Les femmes aussi. L'escroquerie n'est pas l'apanage des hommes. En matière de truanderie, des femmes ont montré leur savoir-faire et parfois même leur génie, notamment durant les Années folles. Évidemment on pense à Marthe Hanau, rendue célèbre par l'interprétation de Romy Schneider dans le film La banquière de Francis Girod en 1980. Mais elle ne fut pas la seule à jouer avec la candeur des épargnants. La journaliste Marina Bellot a retenu deux autres « escrocs en jupons » pour cette plongée dans les années 1920 : Mary Darcy, la reine du recel qui tenait boutique rue Fontaine, pas très loin du domicile d'André Breton, et Renée Saffroy, la fausse aristocrate surnommée par la presse « la marquise aux cent vies » ou « la Stavisky du Périgord ».

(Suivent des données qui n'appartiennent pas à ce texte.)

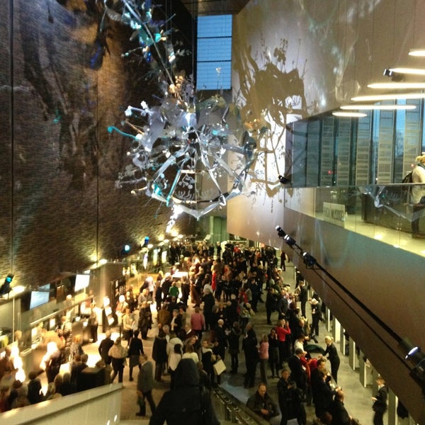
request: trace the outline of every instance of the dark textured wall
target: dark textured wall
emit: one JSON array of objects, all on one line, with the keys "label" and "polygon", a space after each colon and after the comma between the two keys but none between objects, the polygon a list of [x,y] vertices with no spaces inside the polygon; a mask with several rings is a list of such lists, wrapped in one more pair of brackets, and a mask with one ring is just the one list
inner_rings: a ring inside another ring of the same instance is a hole
[{"label": "dark textured wall", "polygon": [[[129,34],[118,24],[101,66],[97,19],[82,0],[2,6],[0,277],[40,284],[164,233],[169,210],[115,188],[126,142],[107,132],[128,105],[150,101],[155,84],[142,62],[121,58]],[[178,226],[191,234],[196,222]]]}]

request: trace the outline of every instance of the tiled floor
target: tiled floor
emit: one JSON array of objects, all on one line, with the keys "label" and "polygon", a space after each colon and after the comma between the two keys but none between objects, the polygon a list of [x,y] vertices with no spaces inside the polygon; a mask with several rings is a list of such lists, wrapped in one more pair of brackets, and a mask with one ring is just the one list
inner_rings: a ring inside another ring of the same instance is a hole
[{"label": "tiled floor", "polygon": [[[284,281],[285,283],[291,285],[291,288],[294,288],[294,270],[290,266],[287,267],[287,270],[284,273]],[[191,305],[190,304],[190,305]],[[189,307],[188,312],[191,311],[191,307]],[[307,310],[307,315],[310,312]],[[272,318],[273,319],[273,318]],[[254,323],[254,329],[256,332],[257,338],[259,338],[262,334],[268,334],[271,326],[266,324],[266,313],[264,305],[259,304],[259,312],[253,317],[252,322]],[[324,346],[323,338],[328,333],[324,329],[324,324],[321,324],[321,329],[319,336],[319,343]],[[147,340],[143,341],[143,345],[145,353],[149,357],[152,354],[152,346],[154,341],[154,337],[157,333],[157,327],[154,326],[148,334]],[[113,339],[118,336],[118,334],[113,334]],[[103,334],[99,335],[99,339],[103,337]],[[96,344],[90,344],[84,346],[84,351],[89,355],[89,365],[94,366],[94,363],[98,360],[98,354],[97,351],[98,342]],[[372,388],[368,387],[364,388],[360,383],[358,373],[353,371],[348,362],[348,357],[342,356],[341,353],[341,366],[339,371],[339,384],[344,390],[346,395],[345,405],[350,414],[358,419],[362,425],[369,425],[372,424],[373,411],[372,411]],[[237,375],[230,375],[225,373],[222,378],[221,386],[224,389],[230,392],[242,402],[245,403],[249,395],[253,394],[256,388],[244,389],[243,387],[243,373],[245,371],[244,356],[241,353],[239,358],[239,373]],[[228,370],[230,370],[230,358],[227,356],[225,363],[227,364]],[[66,366],[62,366],[65,368]],[[370,370],[371,373],[371,370]],[[137,370],[135,370],[134,377],[137,378]],[[136,380],[130,382],[128,376],[128,368],[125,368],[124,371],[124,390],[122,397],[122,409],[121,409],[121,421],[122,423],[130,424],[148,424],[148,418],[142,419],[135,415],[138,412],[138,407],[136,404]],[[169,388],[169,377],[164,377],[164,382],[155,382],[155,388],[153,391],[154,400],[159,402],[161,399],[162,393]],[[268,392],[277,401],[277,379],[269,379],[268,382]],[[260,382],[259,370],[257,370],[256,383]],[[147,414],[150,415],[149,408],[147,407]],[[314,419],[314,407],[306,407],[307,413],[307,424],[311,424]],[[387,415],[385,415],[386,416]],[[133,422],[134,421],[134,422]],[[223,423],[223,422],[222,422]],[[276,418],[272,422],[273,424],[279,424],[279,418]],[[385,424],[386,424],[387,418],[385,417]]]}]

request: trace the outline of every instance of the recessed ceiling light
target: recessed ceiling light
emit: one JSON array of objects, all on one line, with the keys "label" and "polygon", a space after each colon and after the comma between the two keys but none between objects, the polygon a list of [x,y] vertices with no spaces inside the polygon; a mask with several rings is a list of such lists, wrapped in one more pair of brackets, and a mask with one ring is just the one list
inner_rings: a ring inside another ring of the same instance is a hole
[{"label": "recessed ceiling light", "polygon": [[392,101],[396,99],[423,99],[425,93],[397,93],[393,94],[370,94],[356,96],[351,98],[354,102],[370,102],[372,101]]},{"label": "recessed ceiling light", "polygon": [[421,68],[390,68],[390,71],[397,74],[412,74],[412,75],[425,75],[425,69]]},{"label": "recessed ceiling light", "polygon": [[367,117],[368,115],[363,113],[363,112],[344,112],[342,110],[336,110],[332,113],[333,115],[336,117],[346,117],[346,118],[361,118],[363,117]]},{"label": "recessed ceiling light", "polygon": [[425,49],[410,49],[410,56],[425,56]]},{"label": "recessed ceiling light", "polygon": [[368,84],[370,89],[425,89],[425,83],[372,83]]},{"label": "recessed ceiling light", "polygon": [[378,110],[393,110],[393,109],[414,109],[416,105],[343,105],[341,109],[378,109]]}]

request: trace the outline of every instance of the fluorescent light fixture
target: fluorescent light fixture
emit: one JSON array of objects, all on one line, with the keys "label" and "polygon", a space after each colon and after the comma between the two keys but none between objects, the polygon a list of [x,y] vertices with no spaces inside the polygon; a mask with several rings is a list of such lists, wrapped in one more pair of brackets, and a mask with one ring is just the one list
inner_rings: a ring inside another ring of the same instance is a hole
[{"label": "fluorescent light fixture", "polygon": [[425,89],[425,83],[372,83],[368,84],[370,89],[392,89],[393,90],[400,89]]},{"label": "fluorescent light fixture", "polygon": [[370,94],[351,98],[353,102],[372,102],[378,101],[395,101],[397,99],[423,99],[425,93],[397,93],[394,94]]},{"label": "fluorescent light fixture", "polygon": [[381,110],[392,110],[395,109],[415,109],[416,105],[343,105],[341,109],[356,110],[357,109],[378,109]]},{"label": "fluorescent light fixture", "polygon": [[425,56],[425,49],[410,49],[410,56]]},{"label": "fluorescent light fixture", "polygon": [[412,75],[425,75],[425,69],[420,68],[390,68],[390,71],[397,74],[411,74]]},{"label": "fluorescent light fixture", "polygon": [[348,118],[361,118],[368,116],[367,114],[363,113],[363,112],[344,112],[342,110],[336,110],[332,113],[332,115],[336,117],[346,117]]}]

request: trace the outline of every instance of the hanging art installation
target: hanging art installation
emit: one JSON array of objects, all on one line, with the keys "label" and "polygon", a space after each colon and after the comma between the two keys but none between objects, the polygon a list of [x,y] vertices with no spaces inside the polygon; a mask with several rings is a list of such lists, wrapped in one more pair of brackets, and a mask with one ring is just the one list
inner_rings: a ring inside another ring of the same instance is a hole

Ces trois femmes sont suivies pas à pas, dans leurs origines sociales souvent modestes, leurs méfaits et bien sûr leurs déchéances. Car tout se paie, parfois chèrement. La période, désignée « Années folles » à partir des années 1960, n'est pas anodine. L'après-Grande Guerre est abordée par les Français avec un soupir de soulagement et par les Françaises avec une certaine amertume. Après avoir participé au sursaut de la nation en occupant les emplois des hommes partis au front, elles sont priées de reprendre leur tablier et le chemin de la cuisine et des layettes. Mais certaines parmi celles qu'on ne voyait que comme femmes au foyer, mères et couturières, se sont confectionné un autre destin en tirant leur épingle du jeu. Le renouveau de la scène culturelle à Paris, à Montmartre, à Montparnasse et à travers le mouvement surréaliste autorisait des perspectives inédites. L'embellie économique attisait aussi les convoitises, mais la plongée dans l'illégalité conduisait le plus souvent à Saint-Lazare, la prison pour femmes.

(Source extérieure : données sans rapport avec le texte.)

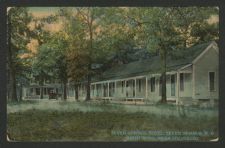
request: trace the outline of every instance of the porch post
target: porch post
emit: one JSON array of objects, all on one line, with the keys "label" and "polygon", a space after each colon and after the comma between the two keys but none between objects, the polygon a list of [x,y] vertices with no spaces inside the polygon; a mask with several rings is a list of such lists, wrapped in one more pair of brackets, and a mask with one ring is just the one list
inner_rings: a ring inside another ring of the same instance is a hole
[{"label": "porch post", "polygon": [[137,78],[134,79],[134,97],[137,97]]},{"label": "porch post", "polygon": [[94,88],[94,97],[96,97],[97,96],[97,86],[96,86],[97,84],[95,84],[95,88]]},{"label": "porch post", "polygon": [[145,99],[148,98],[148,78],[146,76],[146,83],[145,83]]},{"label": "porch post", "polygon": [[117,97],[117,87],[116,87],[116,81],[115,81],[114,97]]},{"label": "porch post", "polygon": [[125,85],[124,85],[124,94],[125,94],[125,100],[127,101],[127,80],[125,80]]},{"label": "porch post", "polygon": [[176,97],[176,105],[179,104],[180,100],[180,72],[177,72],[177,97]]},{"label": "porch post", "polygon": [[109,82],[108,82],[108,97],[109,97]]}]

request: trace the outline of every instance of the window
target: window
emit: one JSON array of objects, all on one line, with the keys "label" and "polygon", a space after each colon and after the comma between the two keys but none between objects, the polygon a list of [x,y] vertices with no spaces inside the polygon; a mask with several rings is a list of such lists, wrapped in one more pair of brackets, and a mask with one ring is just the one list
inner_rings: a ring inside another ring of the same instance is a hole
[{"label": "window", "polygon": [[180,74],[180,91],[184,91],[184,74]]},{"label": "window", "polygon": [[155,92],[155,77],[150,79],[151,81],[151,92]]},{"label": "window", "polygon": [[215,72],[209,72],[209,91],[215,91]]},{"label": "window", "polygon": [[139,92],[141,92],[141,79],[138,80],[138,88],[139,88]]}]

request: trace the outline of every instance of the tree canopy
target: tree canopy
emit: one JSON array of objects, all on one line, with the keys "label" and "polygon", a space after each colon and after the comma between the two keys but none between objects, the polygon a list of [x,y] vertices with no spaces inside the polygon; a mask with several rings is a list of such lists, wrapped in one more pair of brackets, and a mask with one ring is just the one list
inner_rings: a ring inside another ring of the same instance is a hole
[{"label": "tree canopy", "polygon": [[[11,91],[9,98],[16,97],[14,77],[23,80],[25,75],[33,75],[40,85],[50,79],[61,82],[64,99],[68,82],[75,89],[85,82],[86,99],[90,100],[94,75],[157,54],[162,102],[166,102],[167,56],[182,58],[179,51],[186,47],[217,40],[218,21],[212,21],[216,17],[216,7],[60,7],[43,17],[35,17],[28,8],[12,7],[8,11],[8,67],[14,94]],[[56,24],[57,31],[46,29]],[[36,51],[26,58],[20,56],[31,52],[27,45],[33,40],[38,44]]]}]

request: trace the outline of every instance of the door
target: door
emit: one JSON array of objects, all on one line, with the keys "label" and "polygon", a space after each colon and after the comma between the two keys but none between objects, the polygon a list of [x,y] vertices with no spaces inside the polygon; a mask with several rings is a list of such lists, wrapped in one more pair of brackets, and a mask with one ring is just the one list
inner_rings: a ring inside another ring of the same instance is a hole
[{"label": "door", "polygon": [[175,96],[175,75],[171,75],[171,96]]}]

Avec un bel allant, Marina Bellot déroule la vie de ces trois femmes qui illustrent à ses yeux les revendications de toutes les autres : « soif de liberté, ambition, revanche, séduction, manipulation, quête de pouvoir, renversement des rapports de domination. » Mais les feux du plaisir et de l'opulence cachent une réalité plus sombre. Après avoir tutoyé les sommets de la finance et inquiété ses collègues masculins, Marthe Hanau achève sa vie un tube de véronal dans une main et le Manuel d'Épictète dans l'autre. Mary Darcy retourne à la misère d'où elle venait et Renée Saffroy aurait fini espionne et trafiquante en Italie. Marina Bellot les aime bien, ces « arnaqueuses des Années folles ». Elle reconnaît néanmoins qu'elles n'éprouvent aucune empathie pour les faisans qu'elles plument. Seul compte le profit qu'elles en tirent. Et pourtant, comme les artistes qui se sont illustrés durant cette période, « elles sentent leur époque, en captent les signaux faibles et déploient des trésors d'ingéniosité pour faire exploser les carcans qui les enserrent ».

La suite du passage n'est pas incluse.